Surely there was enough liquor and enough willing bodies in the whole of Cornwall to excise Eliza Wayland from the piece of his heart she had ruthlessly claimed.
He might have to cut that part off, but Eliza was a generous soul; she’d surely have picked a convenient corner he would hardly miss.
“You can do this. You were made for this, Benedict,” Bella clawed him away from the tempting hope forming. Was she right? Was that all he was made for? He existed for the sole purpose of dousing the light that was Eliza Wayland?
Or was West right? Was he meant for more than this?
“Promise me, Benedict.”
“Right.” He swallowed the metallic tang that pooled along his tongue. “I will.”
Bella surged forward, refusing to allow him more time to think. “What have you planned for tomorrow— Well, later today?”
Benedict released a sigh and turned his gaze back on Bella as she settled back on the ratty settee. “Nothing. I’ve a fight, remember? Need to afford this hovel somehow.”
“I suppose it cannot hurt for her to miss you for one day. Are you confident that Wayland will not learn of your fight?”
“Not at all. But unless you wish to earn next week’s rent on your back, I’ve no other ideas.
” Benedict regretted the comment as soon as he’d said it, but Bella had pushed him too far tonight.
She was full of problems and empty of solutions—as always.
But usually the problems didn’t make his heart clench and his cock twitch.
“Don’t be absurd.
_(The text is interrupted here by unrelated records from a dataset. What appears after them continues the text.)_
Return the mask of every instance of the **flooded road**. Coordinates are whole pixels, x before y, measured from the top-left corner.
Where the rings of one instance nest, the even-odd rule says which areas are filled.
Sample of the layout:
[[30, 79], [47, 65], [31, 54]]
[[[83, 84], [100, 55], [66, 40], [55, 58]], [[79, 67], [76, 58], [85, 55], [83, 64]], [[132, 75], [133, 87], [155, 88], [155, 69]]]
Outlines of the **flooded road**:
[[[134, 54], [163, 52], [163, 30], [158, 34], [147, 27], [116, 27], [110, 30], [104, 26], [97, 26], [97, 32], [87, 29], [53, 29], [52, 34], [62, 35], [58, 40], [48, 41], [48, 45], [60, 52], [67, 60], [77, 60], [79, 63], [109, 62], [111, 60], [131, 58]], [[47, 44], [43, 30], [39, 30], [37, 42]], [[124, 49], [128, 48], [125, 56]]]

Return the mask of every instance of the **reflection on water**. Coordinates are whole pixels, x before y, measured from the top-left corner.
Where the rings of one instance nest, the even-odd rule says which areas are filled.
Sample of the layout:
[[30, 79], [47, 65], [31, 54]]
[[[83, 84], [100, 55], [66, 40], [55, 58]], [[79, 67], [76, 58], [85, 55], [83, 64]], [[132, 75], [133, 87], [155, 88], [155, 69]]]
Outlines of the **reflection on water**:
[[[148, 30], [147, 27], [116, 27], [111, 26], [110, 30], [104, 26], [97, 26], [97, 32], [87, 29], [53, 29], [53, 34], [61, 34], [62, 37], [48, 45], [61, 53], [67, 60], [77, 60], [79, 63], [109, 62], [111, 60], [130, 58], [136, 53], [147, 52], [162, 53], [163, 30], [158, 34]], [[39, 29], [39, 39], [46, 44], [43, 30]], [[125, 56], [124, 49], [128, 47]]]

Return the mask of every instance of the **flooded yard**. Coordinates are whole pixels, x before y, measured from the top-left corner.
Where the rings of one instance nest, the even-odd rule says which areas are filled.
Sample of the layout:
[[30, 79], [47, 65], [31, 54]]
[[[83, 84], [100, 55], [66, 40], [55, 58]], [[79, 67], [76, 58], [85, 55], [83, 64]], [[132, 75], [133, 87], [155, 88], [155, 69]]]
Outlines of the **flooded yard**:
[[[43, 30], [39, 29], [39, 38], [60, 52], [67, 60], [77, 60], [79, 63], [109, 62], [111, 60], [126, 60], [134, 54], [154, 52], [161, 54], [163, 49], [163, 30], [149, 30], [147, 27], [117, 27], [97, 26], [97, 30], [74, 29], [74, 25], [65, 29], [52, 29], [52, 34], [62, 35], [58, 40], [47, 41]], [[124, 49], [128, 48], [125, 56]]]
I’d never allow a man above me. He’d earn the honor of paying me on his knees where he belongs.”
Benedict’s snort took him by surprise. Lately, it was difficult to remember why he cared for Bella the way he did—until she said something crude and he remembered the brash, sharp-tongued rebel she could be.
She continued, “Perhaps I can visit our other project while you’re otherwise occupied.” His appreciation was followed by a sharp reminder that she was a pain in his arse.
“Leave her. I mean it.”
“Why? Will I foil your well-considered plan to fall cock-first in love with her?”
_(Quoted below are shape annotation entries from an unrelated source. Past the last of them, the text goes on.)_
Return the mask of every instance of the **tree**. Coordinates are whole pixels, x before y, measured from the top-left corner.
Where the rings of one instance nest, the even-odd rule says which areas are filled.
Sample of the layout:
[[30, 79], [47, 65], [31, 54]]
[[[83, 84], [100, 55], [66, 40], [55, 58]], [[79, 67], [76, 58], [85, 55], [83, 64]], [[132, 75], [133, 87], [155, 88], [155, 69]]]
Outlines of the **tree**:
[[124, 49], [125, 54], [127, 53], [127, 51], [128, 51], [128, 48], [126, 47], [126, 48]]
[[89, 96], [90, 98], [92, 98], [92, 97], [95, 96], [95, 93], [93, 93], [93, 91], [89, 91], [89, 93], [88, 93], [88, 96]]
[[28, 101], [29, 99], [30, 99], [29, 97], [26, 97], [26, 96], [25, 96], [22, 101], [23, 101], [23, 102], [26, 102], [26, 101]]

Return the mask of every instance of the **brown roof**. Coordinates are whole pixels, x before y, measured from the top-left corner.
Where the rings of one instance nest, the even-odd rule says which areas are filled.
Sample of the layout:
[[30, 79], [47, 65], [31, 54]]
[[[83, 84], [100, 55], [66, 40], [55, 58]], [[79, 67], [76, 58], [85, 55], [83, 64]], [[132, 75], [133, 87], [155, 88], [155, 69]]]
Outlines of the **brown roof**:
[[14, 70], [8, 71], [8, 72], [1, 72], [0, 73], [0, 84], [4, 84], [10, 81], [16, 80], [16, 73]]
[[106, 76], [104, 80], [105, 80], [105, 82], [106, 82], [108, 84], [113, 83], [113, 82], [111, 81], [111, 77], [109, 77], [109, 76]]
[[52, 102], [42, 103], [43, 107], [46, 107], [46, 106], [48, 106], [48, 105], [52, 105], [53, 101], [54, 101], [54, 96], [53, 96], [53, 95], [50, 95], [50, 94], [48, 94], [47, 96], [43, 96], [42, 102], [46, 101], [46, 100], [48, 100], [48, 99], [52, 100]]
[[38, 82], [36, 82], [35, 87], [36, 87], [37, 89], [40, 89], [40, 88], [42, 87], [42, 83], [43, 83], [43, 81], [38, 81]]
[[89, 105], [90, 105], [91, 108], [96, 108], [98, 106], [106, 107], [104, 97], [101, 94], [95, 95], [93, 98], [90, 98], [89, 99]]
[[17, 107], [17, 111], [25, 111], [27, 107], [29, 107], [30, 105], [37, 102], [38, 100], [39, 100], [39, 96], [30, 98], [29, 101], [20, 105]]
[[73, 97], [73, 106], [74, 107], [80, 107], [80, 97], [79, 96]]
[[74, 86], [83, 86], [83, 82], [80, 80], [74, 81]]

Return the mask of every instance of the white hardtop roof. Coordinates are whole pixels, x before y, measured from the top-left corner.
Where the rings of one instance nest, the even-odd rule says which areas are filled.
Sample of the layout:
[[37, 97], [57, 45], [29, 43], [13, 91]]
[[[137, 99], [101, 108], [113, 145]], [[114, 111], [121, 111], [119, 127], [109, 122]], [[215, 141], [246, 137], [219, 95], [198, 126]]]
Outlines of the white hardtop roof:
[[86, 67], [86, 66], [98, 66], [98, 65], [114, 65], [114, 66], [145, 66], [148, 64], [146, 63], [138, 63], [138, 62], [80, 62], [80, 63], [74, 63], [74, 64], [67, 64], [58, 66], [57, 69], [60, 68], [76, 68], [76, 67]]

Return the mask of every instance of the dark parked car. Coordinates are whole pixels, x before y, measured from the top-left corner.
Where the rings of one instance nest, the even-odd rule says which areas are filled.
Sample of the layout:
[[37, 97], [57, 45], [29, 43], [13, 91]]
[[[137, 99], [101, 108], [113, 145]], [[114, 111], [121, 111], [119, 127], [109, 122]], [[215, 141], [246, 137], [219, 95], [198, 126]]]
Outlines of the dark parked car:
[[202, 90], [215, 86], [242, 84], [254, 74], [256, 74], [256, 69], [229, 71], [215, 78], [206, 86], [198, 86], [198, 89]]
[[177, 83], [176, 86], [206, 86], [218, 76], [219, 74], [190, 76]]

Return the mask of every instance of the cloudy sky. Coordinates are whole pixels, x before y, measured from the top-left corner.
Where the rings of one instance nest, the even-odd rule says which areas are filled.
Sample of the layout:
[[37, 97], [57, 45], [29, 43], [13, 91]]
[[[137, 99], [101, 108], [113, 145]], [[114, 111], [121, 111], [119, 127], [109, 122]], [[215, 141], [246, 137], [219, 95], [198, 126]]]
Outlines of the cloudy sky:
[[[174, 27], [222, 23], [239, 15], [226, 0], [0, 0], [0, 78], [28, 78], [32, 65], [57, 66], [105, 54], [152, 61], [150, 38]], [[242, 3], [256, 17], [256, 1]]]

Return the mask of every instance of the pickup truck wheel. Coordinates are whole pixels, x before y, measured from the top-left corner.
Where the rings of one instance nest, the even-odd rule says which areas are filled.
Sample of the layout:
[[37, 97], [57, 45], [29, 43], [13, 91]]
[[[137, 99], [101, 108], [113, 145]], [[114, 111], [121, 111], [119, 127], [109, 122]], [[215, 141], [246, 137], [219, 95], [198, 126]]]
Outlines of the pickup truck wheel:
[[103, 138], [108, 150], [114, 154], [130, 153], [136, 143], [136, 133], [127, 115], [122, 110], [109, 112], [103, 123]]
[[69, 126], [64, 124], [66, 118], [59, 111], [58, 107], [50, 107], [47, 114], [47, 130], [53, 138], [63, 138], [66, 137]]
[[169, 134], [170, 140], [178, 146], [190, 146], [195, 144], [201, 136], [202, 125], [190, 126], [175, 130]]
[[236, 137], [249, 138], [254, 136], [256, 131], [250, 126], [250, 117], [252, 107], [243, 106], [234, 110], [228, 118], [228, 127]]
Benedict rather thought he’d fallen for Eliza’s mind first, but that probably wasn’t the central point of Bella’s comment.
“I said leave her, Bella.”
She rolled her eyes but didn’t offer a counter remark. Instead, she rose and found his side. At first he thought she would leave him without comment, but she surprised him, stopping at his side with one hand on his shoulder.
“If you fail… Father—vengeance—it’s all he lives for now.”
“I know.”
“He’ll burn it all down on his way to hell. Everything we’ve worked for. He may not hurt you physically any longer, but there are other ways to destroy someone.”
“Goodnight, Bella,” he said pointedly. She squeezed his shoulder before sauntering off, placing her empty glass on the mantel as she passed.
Sometimes Benedict hated how well his sister could read him. She had sensed the inkling notion that had taken hold during their conversation—let Wayland discover the connection. He would end it, and Eliza would be safe. And Bella knew precisely how to slam the door on that line of thinking.
Benedict understood his father’s capabilities. If Benedict failed, Ambrose Sinclair would burn the world. And it wouldn’t only be Benedict he destroyed.
It had all seemed so simple. But Benedict hadn’t foreseen Eliza.
He hadn’t expected her sharp wit and gentle heart, nor her kissable lips, tender caresses, and wild hair.
If he went through with this—when—it wouldn’t only destroy Eliza socially, it would gut her.
His own chest ached at the thought of her dark eyes filled with sorrow.
Christ, she had been glorious. Sweet smelling and responsive and so eager to please. And he would shatter it.
Perhaps it was in his blood. His father ruined everything he touched. Benedict had never met his grandfather, but he’d done an abysmal job in raising his son.
Benedict swallowed the scotch, grateful it no longer burned. With luck, tomorrow’s fight would finish what he couldn’t. And then he wouldn’t be the one to break her.